Binary


Here is an example IJVM binary, click on the bytes

1D
EA
DF
AD
00
01
00
00
00
00
00
0C
FF
FF
FF
FF
00
00
00
02
00
00
00
03
00
00
00
00
00
00
00
0F
10
70
59
10
FF
60
59
59
10
FF
64
FD
FD
FD
FD

Explanation


During your first week you'll have to write a program that parses these files in the most basic way.

To make this process somewhat easier, here's a visual guide for an example program. It's spelled out as much as possible. Press the bytes to view their role.

Note:

The entire file is in BIG-ENDIAN, while your computers work in LITTLE-ENDIAN. TL;DR Endianness is about byte ordering. Whether [0x01, 0x00, 0x00, 0x00] should be 1 or 0x01000000, big endian means the first byte is the biggest, little endian means the first byte is the smallest. [see]

File header


Every file starts off with a small file header, especially for binaries these are often used to specify size/position of the parts of the binary.

The IJVM header is rather simple, containing no real meta data, like ELF-binaries do.

Magic bytes


The first 4 bytes of the file are the constant value 1DEADFAD, This is to identify the file as being an IJVM executable. You'll find that all sorts of files, like pictures, start with a constant number of bytes.

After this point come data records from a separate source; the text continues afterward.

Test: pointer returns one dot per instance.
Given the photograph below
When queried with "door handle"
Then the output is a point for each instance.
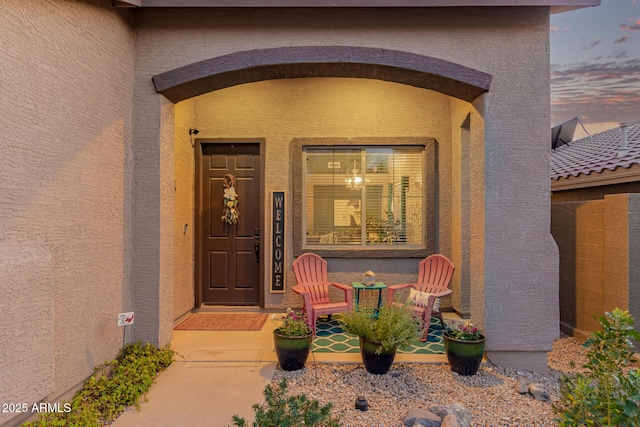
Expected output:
(256, 245)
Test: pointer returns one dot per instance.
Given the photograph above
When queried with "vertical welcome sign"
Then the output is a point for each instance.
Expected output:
(277, 242)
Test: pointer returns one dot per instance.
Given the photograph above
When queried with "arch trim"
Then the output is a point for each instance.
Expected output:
(322, 61)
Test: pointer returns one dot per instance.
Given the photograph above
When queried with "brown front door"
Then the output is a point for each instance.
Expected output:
(228, 260)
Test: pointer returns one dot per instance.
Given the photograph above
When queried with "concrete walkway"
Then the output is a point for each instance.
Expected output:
(221, 374)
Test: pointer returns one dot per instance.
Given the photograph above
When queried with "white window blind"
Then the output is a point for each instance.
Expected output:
(364, 196)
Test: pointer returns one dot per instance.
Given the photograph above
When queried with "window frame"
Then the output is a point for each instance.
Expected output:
(430, 196)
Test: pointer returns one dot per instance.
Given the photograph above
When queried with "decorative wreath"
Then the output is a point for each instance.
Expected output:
(230, 212)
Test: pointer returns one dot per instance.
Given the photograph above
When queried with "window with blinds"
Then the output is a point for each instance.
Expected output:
(363, 196)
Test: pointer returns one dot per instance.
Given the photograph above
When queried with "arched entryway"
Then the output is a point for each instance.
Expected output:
(295, 77)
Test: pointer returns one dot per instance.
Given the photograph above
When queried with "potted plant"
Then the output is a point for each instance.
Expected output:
(381, 334)
(292, 340)
(464, 346)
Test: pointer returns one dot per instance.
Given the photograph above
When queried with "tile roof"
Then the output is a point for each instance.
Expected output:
(596, 153)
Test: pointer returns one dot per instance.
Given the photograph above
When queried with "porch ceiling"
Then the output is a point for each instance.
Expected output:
(322, 61)
(556, 5)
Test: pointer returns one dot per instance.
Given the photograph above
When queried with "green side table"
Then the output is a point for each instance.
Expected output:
(378, 286)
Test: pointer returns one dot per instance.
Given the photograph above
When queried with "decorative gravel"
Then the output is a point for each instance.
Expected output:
(491, 395)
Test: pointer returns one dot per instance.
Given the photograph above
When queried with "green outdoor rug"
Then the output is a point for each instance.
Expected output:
(330, 338)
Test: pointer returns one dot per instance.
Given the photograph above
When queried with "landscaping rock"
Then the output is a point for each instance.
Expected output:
(523, 385)
(421, 418)
(450, 421)
(462, 414)
(539, 392)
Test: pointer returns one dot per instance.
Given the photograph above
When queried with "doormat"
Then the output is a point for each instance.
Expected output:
(330, 338)
(223, 322)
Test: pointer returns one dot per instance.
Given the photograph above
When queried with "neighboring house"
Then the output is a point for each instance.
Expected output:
(395, 129)
(595, 183)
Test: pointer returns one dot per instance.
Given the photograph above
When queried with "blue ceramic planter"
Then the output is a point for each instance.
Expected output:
(464, 357)
(292, 352)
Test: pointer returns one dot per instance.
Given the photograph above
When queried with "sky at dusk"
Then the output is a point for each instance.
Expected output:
(595, 65)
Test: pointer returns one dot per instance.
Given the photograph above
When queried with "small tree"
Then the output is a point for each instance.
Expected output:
(281, 410)
(605, 395)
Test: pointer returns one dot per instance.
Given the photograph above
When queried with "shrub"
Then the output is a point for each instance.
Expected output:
(394, 326)
(115, 386)
(608, 394)
(280, 410)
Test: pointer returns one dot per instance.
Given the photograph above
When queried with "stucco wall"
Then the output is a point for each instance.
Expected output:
(598, 242)
(66, 72)
(183, 286)
(514, 265)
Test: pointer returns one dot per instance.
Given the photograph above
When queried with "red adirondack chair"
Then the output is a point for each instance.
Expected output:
(313, 285)
(434, 276)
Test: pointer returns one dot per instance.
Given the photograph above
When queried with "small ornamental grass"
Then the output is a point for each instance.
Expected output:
(115, 386)
(283, 410)
(608, 394)
(293, 324)
(464, 331)
(394, 326)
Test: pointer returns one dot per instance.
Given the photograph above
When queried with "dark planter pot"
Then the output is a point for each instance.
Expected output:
(292, 352)
(464, 356)
(376, 363)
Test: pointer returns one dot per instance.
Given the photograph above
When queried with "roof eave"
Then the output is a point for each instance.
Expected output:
(619, 175)
(555, 5)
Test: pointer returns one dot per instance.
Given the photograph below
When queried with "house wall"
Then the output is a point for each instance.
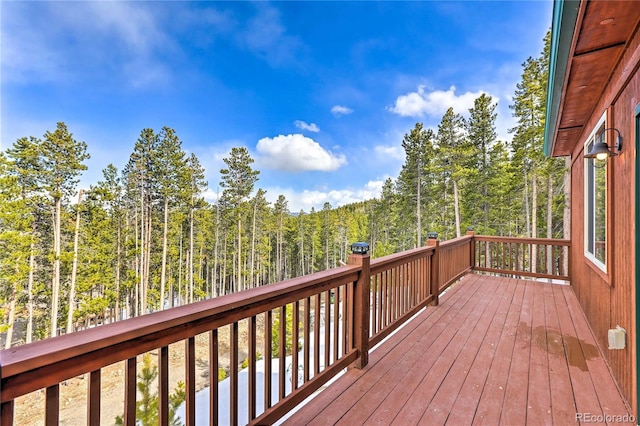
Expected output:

This custom is called MIME typing, and is used as both a way to identify the exact filetype, and to ensure you're not trying to run a file of the wrong type.

Note:

If you want to avoid a bunch of headaches, check this value before continuing, or you might end up in a rather weird debug session for trying to execute a jas file.

Constant pool


This is where the IJVM stores all of it's constants, similar to read-only memory. The idea is to store large numbers/very distinct numbers here constants here.

Constant pool origin


The first 4 bytes of the constant pool block represent the place the constant pool has to be "mapped in", into memory. In this case that's the address 0x00010000.

Binaries need to know where to find the constant they want, which for most assembly languages is given in an absolute address. E.g. 0x00010004, the computer will then directly read from there.

Note:

IJVM instructions that deal with constants actually work with an offset from the start of the constant pool, rather than absolute addresses. As such you don't really need to take this number into account.

Constant pool size


This is simply the number of bytes in this block excluding the origin and size.

In this case, this is: 0xc or 12 in decimal

Constant pool data


The actual constants, 32 bit signed integers (two's complement), since these are 4-bytes a piece, there are 12/4 = 3 constants here, these are:

   0xffffffff = -1
   0x00000002 =  2
   0x00000003 =  3

Text


Text is the section in the binary with the actual machine code, the translated assembly.

Text origin


This is really just the same story as the constant pool's origin

Note:

For the debugger bonus, you set a breakpoint on the virtual address, an absolute value, which you'll need to have read here.

Text size


IJVM assembly is variable sized, some instructions take arguments and take up more space than others. As such this number is not the same as the amount of instructions total.

Actual program


This will be the code your program will execute, we've written out the instructions that these bytes represent with their opcodes below:

 .main
   BIPUSH 0x70  // 10 70
   DUP          // 59
   BIPUSH 0xff  // 10 ff
   IADD         // 60
   DUP          // 59
   DUP          // 59
   BIPUSH 0xff  // 10 ff
   ISUB         // 64
   OUT          // fd
   OUT          // fd
   OUT          // fd
   OUT          // fd
 .end-main